VAL_DATA_DIR = r"/home/metaai2/workspace/limseunghwan/open/val"

# --- 학습 하이퍼파라미터 ---
EPOCHS = 20          # 총 학습 에폭 수 (조절 가능)
BATCH_SIZE = 8        # 배치 크기 (GPU 메모리에 맞게 조절)
BASE_LR = 1e-5         # 기본 학습률 (ConvNeXt fine-tuning에 적합한 값으로 시작, 튜닝 필요)
WEIGHT_DECAY = 1e-2    # 가중치 감쇠 (AdamW와 함께 사용)
WARMUP_EPOCHS = 5      # Warmup 에폭 수
GRADIENT_CLIPPING = 1.0 # Gradient Clipping 값 (사용하지 않으려면 None)

# --- 시스템 설정 ---
DEVICE = torch.device("cuda" if torch.cuda.is_available() else "cpu")
NUM_WORKERS = os.cpu_count() // 2  # 사용 가능한 CPU 코어의 절반 정도 (조절 가능)

# --- 저장 경로 설정 ---
SAVE_DIR = './saved_models' # 모델 저장 디렉토리
os.makedirs(SAVE_DIR, exist_ok=True) # 디렉토리 생성
MODEL_SAVE_PATH = os.path.join(SAVE_DIR, f'{MODEL_NAME.split(".")[0]}_best_f1.pth') # 모델 파일 경로

# --- 4. 모델 로드 및 수정 ---
print(f"Loading model: {MODEL_NAME}")
# timm을 사용하여 사전 학습된 ConvNeXt 모델 로드
model = timm.create_model(MODEL_NAME, pretrained=True)

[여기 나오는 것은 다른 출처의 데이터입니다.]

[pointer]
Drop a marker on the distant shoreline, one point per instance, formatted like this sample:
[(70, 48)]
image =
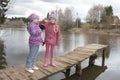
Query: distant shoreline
[(97, 31)]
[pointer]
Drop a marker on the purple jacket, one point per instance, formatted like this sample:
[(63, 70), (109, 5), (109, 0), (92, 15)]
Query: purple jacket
[(35, 34)]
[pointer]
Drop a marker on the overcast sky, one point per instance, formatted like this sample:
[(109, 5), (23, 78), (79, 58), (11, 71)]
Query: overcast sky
[(23, 8)]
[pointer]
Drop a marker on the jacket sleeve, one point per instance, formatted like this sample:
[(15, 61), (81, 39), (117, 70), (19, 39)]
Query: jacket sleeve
[(58, 36), (33, 30)]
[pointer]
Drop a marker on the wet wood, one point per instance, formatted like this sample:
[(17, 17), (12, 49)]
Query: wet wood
[(63, 64), (103, 58)]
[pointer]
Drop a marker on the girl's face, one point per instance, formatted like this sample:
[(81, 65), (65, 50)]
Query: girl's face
[(36, 20), (52, 20)]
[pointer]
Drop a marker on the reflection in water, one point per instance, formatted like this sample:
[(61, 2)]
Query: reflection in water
[(3, 62), (16, 43), (89, 73)]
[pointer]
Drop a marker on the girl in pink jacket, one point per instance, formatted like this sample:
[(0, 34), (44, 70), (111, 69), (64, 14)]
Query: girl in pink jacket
[(52, 37)]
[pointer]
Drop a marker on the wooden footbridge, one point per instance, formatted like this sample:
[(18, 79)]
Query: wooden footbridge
[(63, 64)]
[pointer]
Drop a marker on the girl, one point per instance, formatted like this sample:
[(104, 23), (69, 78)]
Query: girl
[(34, 41), (52, 37)]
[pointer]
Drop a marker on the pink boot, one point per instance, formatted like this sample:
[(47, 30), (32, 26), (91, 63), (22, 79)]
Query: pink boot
[(52, 62), (45, 62)]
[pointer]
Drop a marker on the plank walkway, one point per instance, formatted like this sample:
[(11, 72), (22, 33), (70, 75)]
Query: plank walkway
[(63, 64)]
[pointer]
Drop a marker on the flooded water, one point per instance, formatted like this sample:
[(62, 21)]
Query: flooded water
[(14, 50)]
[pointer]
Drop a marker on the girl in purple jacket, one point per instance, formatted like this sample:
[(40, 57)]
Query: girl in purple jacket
[(34, 41), (52, 37)]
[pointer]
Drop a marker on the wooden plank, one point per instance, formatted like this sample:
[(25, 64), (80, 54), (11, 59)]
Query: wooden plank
[(61, 59), (21, 70), (95, 46), (62, 63), (36, 75), (83, 49), (77, 58), (42, 69), (13, 74), (78, 54), (51, 69), (3, 76)]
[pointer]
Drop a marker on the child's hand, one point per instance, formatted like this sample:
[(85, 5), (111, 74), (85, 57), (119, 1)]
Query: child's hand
[(43, 44)]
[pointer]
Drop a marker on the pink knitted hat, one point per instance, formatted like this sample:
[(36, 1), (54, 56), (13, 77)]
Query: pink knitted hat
[(33, 16), (53, 15)]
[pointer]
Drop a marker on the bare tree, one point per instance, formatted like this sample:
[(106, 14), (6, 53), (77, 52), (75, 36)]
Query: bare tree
[(3, 9), (65, 19), (95, 14)]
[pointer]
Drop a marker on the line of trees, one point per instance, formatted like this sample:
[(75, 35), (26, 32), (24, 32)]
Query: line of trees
[(99, 14), (65, 19)]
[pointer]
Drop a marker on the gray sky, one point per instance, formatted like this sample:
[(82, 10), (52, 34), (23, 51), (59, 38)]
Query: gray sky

# 모델의 분류기(head) 부분을 새로운 클래스 수에 맞게 교체
# num_ftrs = model.head.in_features # ConvNeXt는 보통 'head' 속성 사용
# model.head = nn.Linear(num_ftrs, NUM_CLASSES)
model.reset_classifier(num_classes=NUM_CLASSES)
print(f"Model head replaced for {NUM_CLASSES} classes.")

# 모델을 지정된 장치로 이동
model = model.to(DEVICE)

# --- 5. 데이터 변환 정의 ---
# 학습 데이터 변환 (Data Augmentation 포함 - 이전 예시 기반)
# TODO: 필요시 scale, rotation, colorjitter 등 세부 파라미터 조절
train_transform = transforms.Compose([
    transforms.RandomResizedCrop(size=(IMG_SIZE, IMG_SIZE), scale=(0.5, 1.0), ratio=(0.75, 1.3333), interpolation=transforms.InterpolationMode.BICUBIC),
    transforms.RandomHorizontalFlip(p=0.5),
    transforms.RandomRotation(degrees=15, interpolation=transforms.InterpolationMode.BILINEAR, fill=0),
    transforms.ColorJitter(brightness=0.2, contrast=0.2, saturation=0.2),
    transforms.ToTensor(),
    transforms.Normalize(mean=[0.485, 0.456, 0.406], std=[0.229, 0.224, 0.225]) # ImageNet 기본값 사용
])

# 검증/테스트 데이터 변환 (Data Augmentation 없음)
# timm 기본 설정을 사용하거나 직접 정의
try:
    # timm 설정을 우선 사용 시도
    config = timm.data.resolve_data_config({}, model=model)
    val_transform = timm.data.create_transform(**config, is_training=False)
    print("Using timm's default validation transform.")
except Exception as e:
    # timm 설정 로드 실패 시 직접 정의
    print(f"Failed to get timm config ({e}), defining validation transform manually.")
    val_transform = transforms.Compose([
        transforms.Resize(IMG_SIZE, interpolation=transforms.InterpolationMode.BICUBIC),
        transforms.CenterCrop(IMG_SIZE),
        transforms.ToTensor(),
        transforms.Normalize(mean=[0.485, 0.456, 0.406], std=[0.229, 0.224, 0.225])
    ])

# --- 6. 데이터셋 및 데이터 로더 준비 ---
# TODO: 실제 데이터셋 클래스를 사용하세요. (예: torchvision.datasets.ImageFolder)
# ImageFolder 사용 예시:
from torchvision.datasets import ImageFolder

print(f"Loading datasets from: {TRAIN_DATA_DIR} and {VAL_DATA_DIR}")
try:
    train_dataset = ImageFolder(root=TRAIN_DATA_DIR, transform=train_transform)
    val_dataset = ImageFolder(root=VAL_DATA_DIR, transform=val_transform)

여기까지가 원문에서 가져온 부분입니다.